Les inventeurs, notamment individuels, restent souvent sans accompagnement et se trouvent en dehors de l’écosystème de l’innovation. Ils manquent cruellement de soutien à tous les niveaux : prototypage, valorisation de leurs inventions, financement, reconnaissance…
Et pas de solution en vue pour le moment.

Les inventeurs livrés à eux-mêmes
Les pouvoirs publics ne disposent d’aucune politique volontariste pour favoriser l’invention. PH. DR

Moteur rotatif rotor carré, générateur atmosphérique de l’eau potable, système de visiophonie mobile à travers les réseaux classiques, machine à laver presque sans eau, du biocarburant produit à partir de micro-algues marines… Quel est le point commun entre ces inventions ? Toutes sont l’oeuvre d’inventeurs marocains. Certaines ont même été exploitées aussi bien au Maroc qu’à l’international.

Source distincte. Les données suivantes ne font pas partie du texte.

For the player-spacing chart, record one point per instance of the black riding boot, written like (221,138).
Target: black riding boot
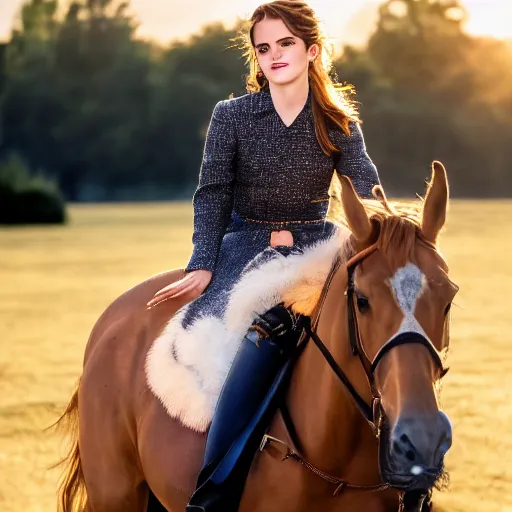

Alors que par le passé, on ne parlait des inventions que pour mettre en avant notre culture générale, notamment lors des compétitions dédiées à cet effet, aujourd’hui, on en parle de plus en plus comme une réalité bien de chez nous. Il est, en effet, plus courant de lire, d’écouter ou de voir dans les médias, y compris internationaux, des cas de Marocains qui ont mis au point des inventions, brevetées ou pas, qui arrivent à impressionner même sous d’autres cieux.

Cela est-il dû à une politique volontariste des pouvoirs publics pour libérer les énergies créatrices et favoriser l’invention ?
Certes, les pouvoirs publics ont mis en place une stratégie de l’innovation, créé des entités pour promouvoir l’innovation et l’invention (Iresen, Mascir, cités de l’innovation…), mais quand on est un inventeur individuel, on reste en dehors de tout ce circuit, on est pour ainsi dire livré à soi-même.

Que d’embûches !

«L’écosystème de l’innovation est en train de changer et de devenir de plus en plus favorable aux entreprises et aux universités et non aux inventeurs indépendants», déplore Amine Agzenay, président de l’Union des Inventeurs et Innovateurs Marocains.
Un inventeur ne trouve même pas de l’accompagnement pour valoriser son invention, prouver son utilité et son intérêt pour pouvoir accéder au financement bancaire. Les banques sont souvent frileuses devant ce genre de projet et cherchent de prime abord des garanties avant d’engager leur argent, témoignent les nombreux inventeurs que nous avons contactés.

Résultat : la route de l’inventeur est semé d’embûches et souvent quand on parle invention, on parle plus de problèmes que de réalisations. Des problèmes à tous les compartiments. Le président de l’Union des Inventeurs et Innovateurs Marocains les résument en quelques points : absence de fonds pour concevoir un prototype de qualité industrielle, protéger et breveter une invention à l’échelle internationale, absence de procédures et d’avantages pour permettre aux inventeurs de créer leurs propres entreprises, en valorisant leurs brevets d’invention. Amine Agzenay pointe également du doigt la frilosité des industriels qui ne font pas confiance aux inventeurs marocains et même quand un inventeur tente de prendre en charge lui-même l’exploitation industrielle de son invention, il ne trouve pas d’accompagnement en face. D’ailleurs, note-t-il, les inventeurs manquent souvent de culture entrepreneuriale, ce qui ne les prédisposent pas à se transformer en entrepreneurs.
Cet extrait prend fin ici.